Seed is collected from the crosses, while still tracking the cross. It is then labeled, dried, treated and sown in mass quantities. Tens of thousands of seedlings are germinated and then moved from seedling flats to plug trays or to 4-inch or larger pots.
Breeders must be ruthless killers, too. Only the most vigorous, best-performing seedlings are selected to move on to larger pots or the field for further evaluation. At some nurseries, including the one where I work, these decisions are made with input from breeders, laboratory managers, salespeople and greenhouse growers.
We’re all looking to see something that’s easily propagated, grows well in the greenhouse and is marketable.
Once a plant has gone through the trial process (which again, may take years), it is bound for the propagator with a number of caveats.
First, a plant has to be clean of viruses or other pathogens. This is typically done as the plant is placed into the tissue culture process. Companies like Agdia Testing Services specialize in testing plants for a panel of pathogens. If the plant proves clean, it is placed in tissue culture for further rounds of testing with different formulations of media made for optimum results in strength and numbers.
As the resultant plants are moved to soil, they go through further testing in the field or greenhouse while being checked for uniformity in foliage and flower. Plants are then sent to botanical gardens, garden writers and garden trials in the U.S. and abroad for feedback on hardiness and vigor.
Provided a positive response from these trials, plants are again sent in sealed vessels from tissue culture to labs and propagators around the world. If plants can be grown from cuttings, they are placed in sanitary greenhouses where they are grown into masses of mother plants, from which cuttings are taken at regular intervals.
If a plant can only be propagated in tissue culture, then other labs are licensed to increase the cultures to reach numbers. Protection of a plant from illegal propagators is essential and expensive. Pirate labs do exist.

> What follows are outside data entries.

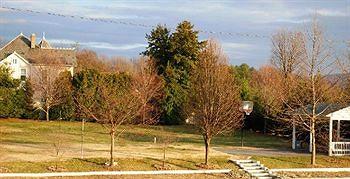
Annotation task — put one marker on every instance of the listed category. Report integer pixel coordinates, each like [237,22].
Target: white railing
[340,148]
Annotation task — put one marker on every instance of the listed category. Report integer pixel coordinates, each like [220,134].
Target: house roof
[44,43]
[22,45]
[342,114]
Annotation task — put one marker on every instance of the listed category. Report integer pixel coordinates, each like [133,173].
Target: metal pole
[82,138]
[242,130]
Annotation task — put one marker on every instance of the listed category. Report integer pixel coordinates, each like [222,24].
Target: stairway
[255,169]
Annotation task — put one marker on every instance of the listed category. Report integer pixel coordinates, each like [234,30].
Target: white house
[339,145]
[337,116]
[21,53]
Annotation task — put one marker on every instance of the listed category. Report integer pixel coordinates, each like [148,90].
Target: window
[23,74]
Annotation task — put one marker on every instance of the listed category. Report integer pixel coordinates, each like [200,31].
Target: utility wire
[113,21]
[104,20]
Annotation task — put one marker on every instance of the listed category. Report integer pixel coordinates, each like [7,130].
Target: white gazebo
[337,146]
[342,146]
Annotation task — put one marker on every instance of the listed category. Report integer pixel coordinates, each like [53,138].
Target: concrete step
[249,165]
[253,168]
[260,174]
[245,161]
[264,177]
[256,171]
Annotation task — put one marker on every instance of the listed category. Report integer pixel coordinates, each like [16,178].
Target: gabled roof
[44,43]
[342,114]
[21,44]
[19,56]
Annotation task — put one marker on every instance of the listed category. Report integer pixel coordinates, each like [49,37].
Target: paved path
[110,173]
[258,151]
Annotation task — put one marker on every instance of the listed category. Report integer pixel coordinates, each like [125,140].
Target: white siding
[15,63]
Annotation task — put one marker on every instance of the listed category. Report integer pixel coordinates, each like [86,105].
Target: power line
[103,20]
[128,23]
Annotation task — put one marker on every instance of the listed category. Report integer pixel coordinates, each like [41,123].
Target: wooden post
[82,138]
[310,142]
[293,136]
[330,137]
[338,131]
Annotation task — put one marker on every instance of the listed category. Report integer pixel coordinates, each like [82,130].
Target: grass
[98,164]
[26,146]
[303,161]
[42,132]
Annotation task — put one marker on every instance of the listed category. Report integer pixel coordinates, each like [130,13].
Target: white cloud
[99,45]
[231,45]
[104,45]
[331,13]
[14,21]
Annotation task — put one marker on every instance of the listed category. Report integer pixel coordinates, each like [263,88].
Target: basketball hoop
[247,107]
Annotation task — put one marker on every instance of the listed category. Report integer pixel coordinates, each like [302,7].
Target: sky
[243,28]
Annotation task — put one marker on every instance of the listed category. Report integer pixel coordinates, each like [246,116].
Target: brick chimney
[32,41]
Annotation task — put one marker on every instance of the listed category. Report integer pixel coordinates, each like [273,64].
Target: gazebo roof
[322,109]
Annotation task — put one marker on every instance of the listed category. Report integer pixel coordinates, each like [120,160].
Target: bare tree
[308,88]
[46,86]
[112,100]
[287,51]
[214,98]
[151,85]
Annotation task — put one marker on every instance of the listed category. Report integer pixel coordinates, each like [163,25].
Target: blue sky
[258,19]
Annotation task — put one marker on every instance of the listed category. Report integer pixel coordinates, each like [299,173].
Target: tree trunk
[207,147]
[313,155]
[82,138]
[164,148]
[47,114]
[111,161]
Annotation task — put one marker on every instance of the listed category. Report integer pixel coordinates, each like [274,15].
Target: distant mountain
[342,79]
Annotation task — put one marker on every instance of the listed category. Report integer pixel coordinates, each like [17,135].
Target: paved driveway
[259,151]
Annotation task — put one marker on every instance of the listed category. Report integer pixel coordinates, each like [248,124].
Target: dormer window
[23,74]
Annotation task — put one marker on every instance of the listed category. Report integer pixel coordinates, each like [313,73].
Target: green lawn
[27,146]
[303,161]
[42,132]
[98,164]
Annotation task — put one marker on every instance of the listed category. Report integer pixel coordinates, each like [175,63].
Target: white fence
[340,148]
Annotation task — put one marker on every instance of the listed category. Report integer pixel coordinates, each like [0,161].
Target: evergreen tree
[174,56]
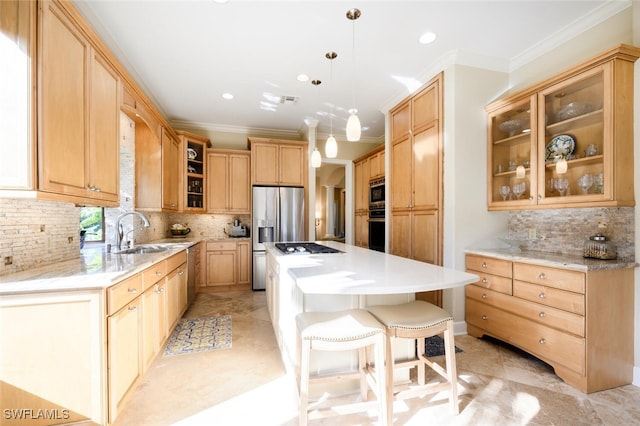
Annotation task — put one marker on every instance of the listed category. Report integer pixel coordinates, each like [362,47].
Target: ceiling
[186,54]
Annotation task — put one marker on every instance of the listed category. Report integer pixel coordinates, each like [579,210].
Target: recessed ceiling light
[427,38]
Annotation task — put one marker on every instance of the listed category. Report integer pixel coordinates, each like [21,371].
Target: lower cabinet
[579,322]
[228,265]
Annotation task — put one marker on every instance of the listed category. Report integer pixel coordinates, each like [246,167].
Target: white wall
[466,220]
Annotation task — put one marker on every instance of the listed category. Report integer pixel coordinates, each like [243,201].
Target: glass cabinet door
[575,159]
[511,155]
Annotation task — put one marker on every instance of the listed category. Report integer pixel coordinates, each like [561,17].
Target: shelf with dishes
[568,139]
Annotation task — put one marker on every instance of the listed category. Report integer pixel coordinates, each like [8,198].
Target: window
[92,222]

International plant police organizations like DSG (Deutsche Saatgutgesellschaft mbH Berlin) and RAI (Royalty Administration International) keep a keen eye on violations from abroad and in greenhouses in the U.S. that propagate illegally.
I’ve always said, “Without a photo, you don’t have a plant!”
During the trialing period, plants are measured and photographed in different locales. Companies like Terra Nova Nurseries, Hort Couture, Plantipp and Plant Haven then assemble a collection of the new introductions and begin the process of promotion. Catalogs, magazine copy, social media and special showings such as the Proven Winners Roadshow are a beginning.
Then there’s garden writer samplers, garden shows and the big trade shows like the Farwest Show, California Spring Trials, Cultivate, Plantarium in Holland and IPM ESSEN, which is the world’s largest plant trade show with 1,600 exhibitors from 50 nations and 57,000 visitors. A centerpiece of the world-renowned RHS Chelsea Flower Show is its “Plant of the Year” competition, highlighting the very best new plants.
New plants are big business. Each new plant reflects tens of thousands of dollars in costs for breeding, testing, patenting and promotion. If you meet a breeder, thank them for their diligence and creativity, for they are often the unsung heroes.